BAR1

Birth Date: October 13, 2010
Origin of Name: Short for Black Acrylic Robot 1

BAR1 was created for the Silicon Valley Home Brew Robotics Club (HBRC) TableBot Challenge. The goal of the TableBot Challenge was to push a block into a goal without running off the table. To me, the interesting part of the challenge was navigating around the table, so I concentrated on developing a dead reckoning algorithm.

Components
BAR1 consists of

  • Internals of a Chumby One minus speaker. The ARM processor of the Chumby is the brains of the robot.
  • Design Peripherals BaseBoard peripheral controller. On BAR1, the BaseBoard controls the motors and handles communications with the sensors, such as PING sensors and wheel encoders.
  • TAP Plastics 3/16 inch Black Acrylic.
  • Wheel assemblies from a Neato XV-11 Robotic Vacuum Cleaner.
  • Pololu 3.5 A 5V Step-Down Voltage Regulator D15V35F5S3.
  • Pololu Motor Driver TB6612FNG.
  • Pololu Carrier with Sharp GP2Y0D805Z0F Digital Distance Sensor 5cm. These sensors are used as cliff detectors.
  • Parallax Ping))) Ultrasonic Sensors. These sensors are used for object detection.
  • 8 AA Eneloop NiMh batteries which power the electronics and the motors.

Details
To know where he needs to go, BAR1 first tries to figure out where he is on the surface of the table. He does this by finding the edges of the table. To find the first edge, BAR1 moves forward until his IR sensors detect an edge of the table. Next, he aligns his two IR sensors with the edge of the table. After squaring up against the first edge, BAR1 turns 180 degrees and tries to find another edge. He then turns 90 degrees to find the third edge, turns 180 degrees to find the fourth edge, turns 180 degrees, and stops in the center of the table, as shown in the following video:

While most robots in the TableBot Challenge turned away from the table edge, BAR1 turns into an edge so that he can orient himself perpendicular to the edge, as shown in the following slow motion video:

The wheel assemblies were graciously handed out by the Neato engineering team at the September 2010 HBRC meeting. For information about the Neato wheels, see my article Using Neato XV-11 Wheels on a Table Top Robot. Each event on the Neato wheel encoders represents 0.8 mm of travel, which is accurate enough for dead reckoning. However, I used data from only one wheel encoder. Because the wheel motors run at slightly different speeds, BAR1 sometimes veers left or right. I was able to partially compensate by running the right motor at a constant percentage (about 98.5%) of the speed of the left motor. This worked well if I the left motor ran at full speed. Unfortunately, the percentage is not constant: it varies with temperature (due to changing viscosity of the gear lubricant), amount of the wear on the gears, and even the speed of the motors. This means it’s almost impossible for BAR1 to travel in a straight line when using just one wheel encoder.
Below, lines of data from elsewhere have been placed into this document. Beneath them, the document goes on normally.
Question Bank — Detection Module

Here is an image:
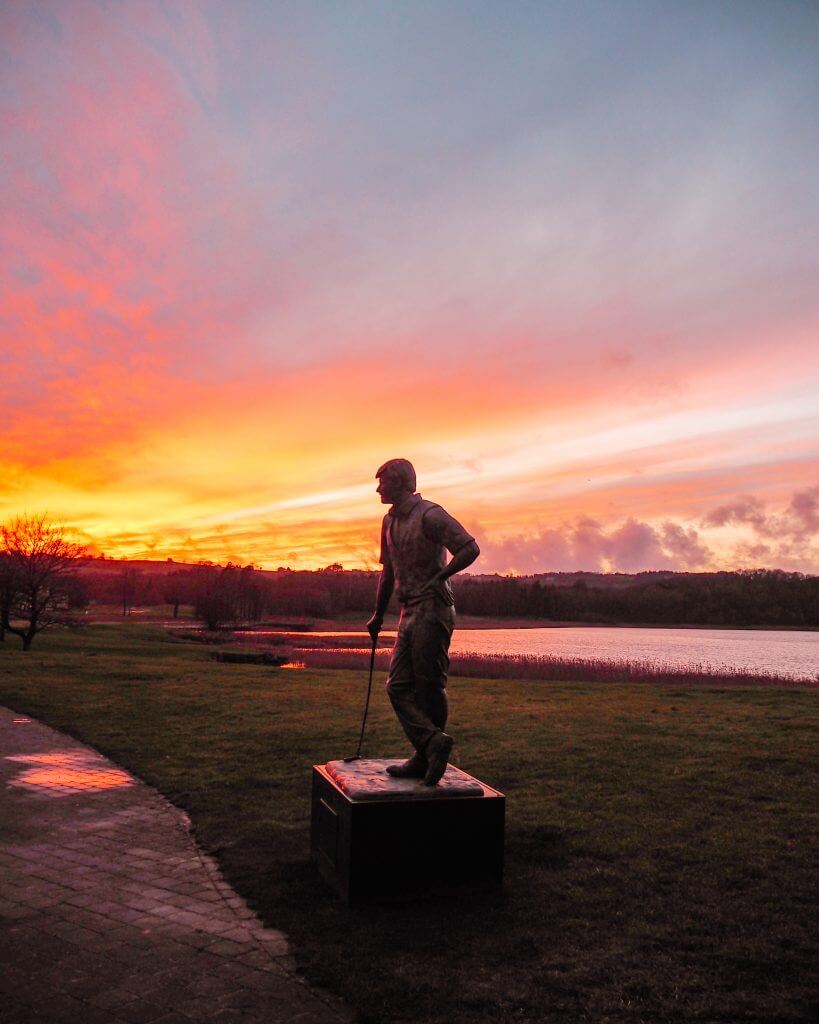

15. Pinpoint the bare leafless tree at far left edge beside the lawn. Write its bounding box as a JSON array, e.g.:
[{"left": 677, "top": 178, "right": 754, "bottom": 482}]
[{"left": 0, "top": 515, "right": 85, "bottom": 650}]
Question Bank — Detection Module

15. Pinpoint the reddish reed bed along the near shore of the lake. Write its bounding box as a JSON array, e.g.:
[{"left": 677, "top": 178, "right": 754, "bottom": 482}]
[{"left": 291, "top": 647, "right": 819, "bottom": 686}]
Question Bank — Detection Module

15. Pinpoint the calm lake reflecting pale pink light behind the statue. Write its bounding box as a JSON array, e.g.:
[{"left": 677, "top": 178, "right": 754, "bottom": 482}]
[{"left": 282, "top": 626, "right": 819, "bottom": 679}]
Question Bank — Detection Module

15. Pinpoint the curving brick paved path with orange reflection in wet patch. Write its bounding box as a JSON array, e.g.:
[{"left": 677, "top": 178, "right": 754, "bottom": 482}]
[{"left": 0, "top": 709, "right": 354, "bottom": 1024}]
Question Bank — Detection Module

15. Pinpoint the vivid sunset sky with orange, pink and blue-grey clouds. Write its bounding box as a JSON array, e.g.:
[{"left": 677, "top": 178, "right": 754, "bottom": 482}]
[{"left": 0, "top": 0, "right": 819, "bottom": 573}]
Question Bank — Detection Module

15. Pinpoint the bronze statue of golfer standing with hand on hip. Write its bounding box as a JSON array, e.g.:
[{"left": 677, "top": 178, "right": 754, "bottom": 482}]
[{"left": 367, "top": 459, "right": 480, "bottom": 785}]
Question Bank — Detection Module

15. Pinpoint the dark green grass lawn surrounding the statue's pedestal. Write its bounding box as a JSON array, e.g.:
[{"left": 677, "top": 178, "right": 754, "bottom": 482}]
[{"left": 0, "top": 625, "right": 819, "bottom": 1024}]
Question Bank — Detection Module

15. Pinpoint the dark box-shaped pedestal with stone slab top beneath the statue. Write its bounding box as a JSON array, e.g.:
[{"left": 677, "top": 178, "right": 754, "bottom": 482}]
[{"left": 310, "top": 759, "right": 506, "bottom": 903}]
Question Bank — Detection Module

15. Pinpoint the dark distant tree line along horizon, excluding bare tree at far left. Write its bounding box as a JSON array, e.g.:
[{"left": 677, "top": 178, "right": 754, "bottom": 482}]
[{"left": 79, "top": 563, "right": 819, "bottom": 629}]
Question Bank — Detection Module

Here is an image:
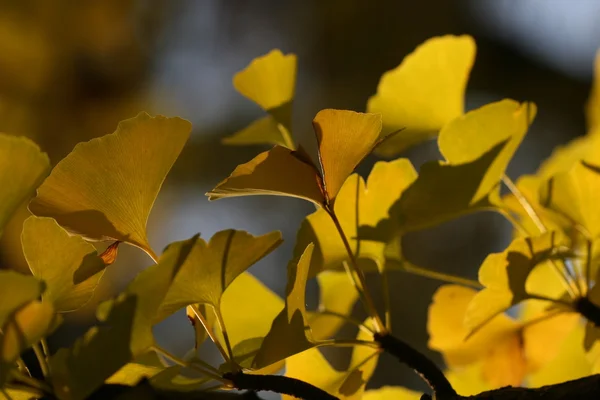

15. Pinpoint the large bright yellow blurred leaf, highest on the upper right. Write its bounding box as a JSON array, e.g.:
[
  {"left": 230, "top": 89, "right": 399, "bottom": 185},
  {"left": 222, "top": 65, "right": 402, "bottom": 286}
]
[{"left": 367, "top": 35, "right": 476, "bottom": 157}]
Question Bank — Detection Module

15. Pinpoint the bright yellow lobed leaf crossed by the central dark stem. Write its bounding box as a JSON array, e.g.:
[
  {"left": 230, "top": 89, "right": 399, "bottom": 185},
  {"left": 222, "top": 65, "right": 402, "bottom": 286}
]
[{"left": 294, "top": 159, "right": 417, "bottom": 276}]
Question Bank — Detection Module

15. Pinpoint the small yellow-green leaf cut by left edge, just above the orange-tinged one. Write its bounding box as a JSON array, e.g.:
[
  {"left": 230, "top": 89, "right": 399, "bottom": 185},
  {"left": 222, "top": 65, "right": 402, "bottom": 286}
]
[{"left": 0, "top": 270, "right": 46, "bottom": 329}]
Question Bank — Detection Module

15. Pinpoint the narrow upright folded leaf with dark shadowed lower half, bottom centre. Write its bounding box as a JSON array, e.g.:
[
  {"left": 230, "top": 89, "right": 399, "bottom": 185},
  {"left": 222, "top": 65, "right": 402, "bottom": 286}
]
[{"left": 253, "top": 244, "right": 314, "bottom": 369}]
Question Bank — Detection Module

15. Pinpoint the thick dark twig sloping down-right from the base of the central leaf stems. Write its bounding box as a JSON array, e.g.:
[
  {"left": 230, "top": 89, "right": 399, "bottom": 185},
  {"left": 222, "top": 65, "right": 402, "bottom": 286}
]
[{"left": 374, "top": 334, "right": 456, "bottom": 399}]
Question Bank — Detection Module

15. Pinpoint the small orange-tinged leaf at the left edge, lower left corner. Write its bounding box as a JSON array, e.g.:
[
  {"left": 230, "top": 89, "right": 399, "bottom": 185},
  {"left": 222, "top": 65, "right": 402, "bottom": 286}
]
[{"left": 0, "top": 300, "right": 57, "bottom": 387}]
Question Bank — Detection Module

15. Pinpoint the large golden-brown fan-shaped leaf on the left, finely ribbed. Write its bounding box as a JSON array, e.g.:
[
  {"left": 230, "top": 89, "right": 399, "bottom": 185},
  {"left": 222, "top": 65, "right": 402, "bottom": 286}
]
[{"left": 29, "top": 113, "right": 191, "bottom": 259}]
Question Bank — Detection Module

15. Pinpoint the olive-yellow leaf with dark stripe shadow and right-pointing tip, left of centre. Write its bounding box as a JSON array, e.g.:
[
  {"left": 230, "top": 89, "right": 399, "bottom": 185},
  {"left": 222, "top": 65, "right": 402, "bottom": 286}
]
[{"left": 155, "top": 229, "right": 282, "bottom": 321}]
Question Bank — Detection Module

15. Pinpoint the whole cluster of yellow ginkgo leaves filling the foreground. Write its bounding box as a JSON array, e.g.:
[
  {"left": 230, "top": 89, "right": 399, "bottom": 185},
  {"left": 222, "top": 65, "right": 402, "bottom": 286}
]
[{"left": 0, "top": 36, "right": 600, "bottom": 400}]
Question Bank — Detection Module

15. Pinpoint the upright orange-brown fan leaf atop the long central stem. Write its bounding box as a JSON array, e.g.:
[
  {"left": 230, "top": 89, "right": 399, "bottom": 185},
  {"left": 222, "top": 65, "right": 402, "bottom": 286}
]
[{"left": 313, "top": 109, "right": 381, "bottom": 202}]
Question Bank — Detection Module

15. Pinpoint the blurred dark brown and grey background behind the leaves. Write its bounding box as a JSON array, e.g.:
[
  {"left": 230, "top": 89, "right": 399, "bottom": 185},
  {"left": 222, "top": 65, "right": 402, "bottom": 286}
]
[{"left": 0, "top": 0, "right": 600, "bottom": 396}]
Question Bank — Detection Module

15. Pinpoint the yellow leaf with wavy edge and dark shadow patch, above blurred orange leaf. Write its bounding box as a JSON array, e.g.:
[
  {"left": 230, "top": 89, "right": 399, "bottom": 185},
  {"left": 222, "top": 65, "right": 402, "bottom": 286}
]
[{"left": 465, "top": 232, "right": 560, "bottom": 329}]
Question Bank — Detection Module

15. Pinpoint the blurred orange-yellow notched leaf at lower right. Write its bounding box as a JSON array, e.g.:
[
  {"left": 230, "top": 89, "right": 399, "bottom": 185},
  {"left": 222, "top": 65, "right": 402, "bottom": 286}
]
[{"left": 427, "top": 285, "right": 526, "bottom": 387}]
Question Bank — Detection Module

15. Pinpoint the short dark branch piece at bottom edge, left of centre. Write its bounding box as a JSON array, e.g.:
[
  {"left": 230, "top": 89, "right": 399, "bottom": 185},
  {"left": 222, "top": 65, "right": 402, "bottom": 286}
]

BAR1 can also detect the angle and distance of objects on the table. He begins the search for objects by turning in place 360 degrees. At approximately 1 degrees intervals, the distance data from each of the two front facing PING ultrasonic sensors is recorded. After completing the full revolution, the data is searched for the lowest numbers, which indicate the closest object. Each sensor records a slightly different angle because the sensors are spaced 15 cm apart. Averaging the angles from the left and right sensor produces the angle from the center of BAR1 to the object. Next, BAR1 rotates to the computed angle, travels the recorded distance, and stops, as shown in the following video:

Lessons Learned
Delivering enough power to the robot was a bigger problem than I expected. I started by using a 5 V power transistor that was rated at 1 A. The Chumby, BaseBoard, and sensors could boot up, but when the Chumby’s WiFi turned on, the transistor overheated and shut down. Putting a heat sink on the transistor helped a bit, but it still had problems with overheating. Eventually, I bought a $15 buck regulator from Pololu that could deliver 3 A consistently. That solved my power problem.

Next
I need to implement a PID loop to control wheel speed. Running one motor at a constant percentage of the other is good enough for a quick demo, but to travel in a truely straight line and take advantage of the accuracy of the Neato wheel encoders, BAR1 needs a closed feedback loop between the motor speed and wheel encoders.